Global Variable Speed up/down

BlitzMax Forums/BlitzMax Beginners Area/Global Variable Speed up/down

H&K(Posted 2006) [#1]
I was bored so I went though the archive and found a c++ vrs Blitz comparison by Nikko

;--------------------------------------Blitz
t=MilliSecs()
For i=1 To 1000000
If i=1 Then j=2
If j=2 Then j=4 Else j=5
j=j+256
y#=y#+Cos(i)/100 'Changed to y:Float for max
Next
Print MilliSecs()-t

So, I copied it over to blitz max and ran it, without debug (110 Blitzmax, 105 Blitz3D)
Odd I thought, so I put some Globals at the start

Global t:Int,j:Int,y:Float,i:int (Global t,j,y#,i)
113 BlitzMax, 102 Blitz3d

So I deleted the y:float and Y# from the global
(BlitzMax 93, Blitz3d 102)

Deleting I:int
(max 114, 3d 103)

Putting y:float back (global t:int,j:int,Y:float) and (global t,j,y#)
(max 89, 3D 103)

etc

Conclution,

Blitz 3d is about the same result if I declare globals or not

BlitzMax on the other hand slowdown or speedsup depending.

Questions.
1) In Strict mode, is the program going to run slower because I have declared my variables?
2) Whats going on?


Dreamora(Posted 2006) [#2]
1) Not really. It even has some very important Pros: locals only exist in the global you declare them. Thats something that non strict won't do (at least did not in earlier versions)

2)BM is higher optimized. This means that it tries to hold locals directly within CPU which will make them much faster. globals on the other side are held within RAM and need to be transfered to CPU first.


B3D did not make this distinction and was always on the same speed.
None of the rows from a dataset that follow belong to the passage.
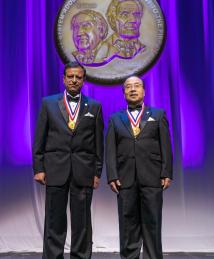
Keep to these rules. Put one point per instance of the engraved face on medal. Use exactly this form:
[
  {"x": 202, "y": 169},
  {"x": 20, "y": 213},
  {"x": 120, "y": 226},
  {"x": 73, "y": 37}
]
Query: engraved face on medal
[{"x": 113, "y": 39}]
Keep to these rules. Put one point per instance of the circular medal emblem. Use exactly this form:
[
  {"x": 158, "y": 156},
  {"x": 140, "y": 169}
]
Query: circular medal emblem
[{"x": 113, "y": 39}]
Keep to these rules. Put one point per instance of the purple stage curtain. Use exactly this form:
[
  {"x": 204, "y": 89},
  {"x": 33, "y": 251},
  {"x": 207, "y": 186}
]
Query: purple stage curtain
[{"x": 181, "y": 82}]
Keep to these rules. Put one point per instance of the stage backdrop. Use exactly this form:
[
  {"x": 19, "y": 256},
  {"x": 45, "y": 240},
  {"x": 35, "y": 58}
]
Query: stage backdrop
[{"x": 181, "y": 83}]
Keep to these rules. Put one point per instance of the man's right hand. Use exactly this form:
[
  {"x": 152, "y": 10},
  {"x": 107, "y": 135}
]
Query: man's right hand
[
  {"x": 115, "y": 185},
  {"x": 40, "y": 178}
]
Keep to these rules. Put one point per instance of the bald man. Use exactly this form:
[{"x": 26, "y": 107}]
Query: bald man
[{"x": 139, "y": 168}]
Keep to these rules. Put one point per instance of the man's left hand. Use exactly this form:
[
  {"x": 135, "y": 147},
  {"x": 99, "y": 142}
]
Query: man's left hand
[
  {"x": 96, "y": 182},
  {"x": 165, "y": 182}
]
ImaginaryHuman(Posted 2006) [#3]
The thing here is that you should declare that your variables are Local, otherwise they will be assumed to be Global from what I understand. At the moment your code is not using Locals at all.

Local t:int,j:int,Y:float
Local t,j,y#

That should be even faster.


H&K(Posted 2006) [#4]
No.
If I declare them as all local, its the same speed as if I had not declared them at all.

But, as local outside the loop and global are the same thing, I didnt expect it to make a difference

BUT... If I do declare T J and Y as Global its faster

The reason for my post, is that I tend to declare Loop Variables as Global (i.e. Loop1,Loop2,Loop3), Obviuosly (after reading these posts) its quicker with
For Local Loop1 =1 to ......
But, does loop1 exist after the end of the loop?


Dreamora(Posted 2006) [#5]
no it does not exist. It only exists within the scope of the loop.
But you could declare it local outside the loop


H&K(Posted 2006) [#6]
Why cannot it be optimaised to Hold the loop in the cpu wheather its a global or a local?
But Ha, its not realy a problem


Dreamora(Posted 2006) [#7]
Because globals are on a different stack than locals ... If this would not be done this way, BM would end as slow as B3D.


H&K(Posted 2006) [#8]
But if you look at the numbers in the test above BMAX is SLOWER than Blitz3D.
I agree that there is some form of optimation going on in the background. But Surly it shouldn't optimize to slower than Blitz3D.
One way to solve this would be COPY the loop variable to the Local Stack from the Global Stack. So that a loop variable is always conciderd a Local Variable, even tho its has Global Scope.


ImaginaryHuman(Posted 2006) [#9]
Note that Cos() returns a Double. I'm not sure how Blitz3D did variables or whether it had the Double type, but a Double is twice the size of a Float which might have something to do with it.

Try precalculating Cos() into a lookup table on each version and see how they compare.


Dreamora(Posted 2006) [#10]
Define i as float or give it to the cos as float at least *float(i)*, in that case it should operate on float arithmetic which is highly optimized (not possible for double on the same level, as it is twice as large as what the CPU on 32bit systems accepts) and thus several times faster.


H&K(Posted 2006) [#11]
I had been forcing float arithmatic with /100.0
And if you define I as Float it slows down.


FlameDuck(Posted 2006) [#12]
But if you look at the numbers in the test above BMAX is SLOWER than Blitz3D.
The test (and the variances) are statisticly insignificant.

First of all, it contains 2 'empty' if statements (If i=1 and If j=2) so is a better indication of how often a branch prediction misses (and thus the CPU pipeline has to be flushed), rather than of which is better at crunching numbers.

And if you define I as Float it slows down.
From what I understand, the instruction cache does not cache FP instructions.

If you want to test speed with a more reliable benchmark, try Jim Browns collection of "Sieve of Eratosthenes" programs. In short, BlitzMAX is about twice as good at crunching numbers as Blitz3D and PureBasic, and about 80% as fast as C++.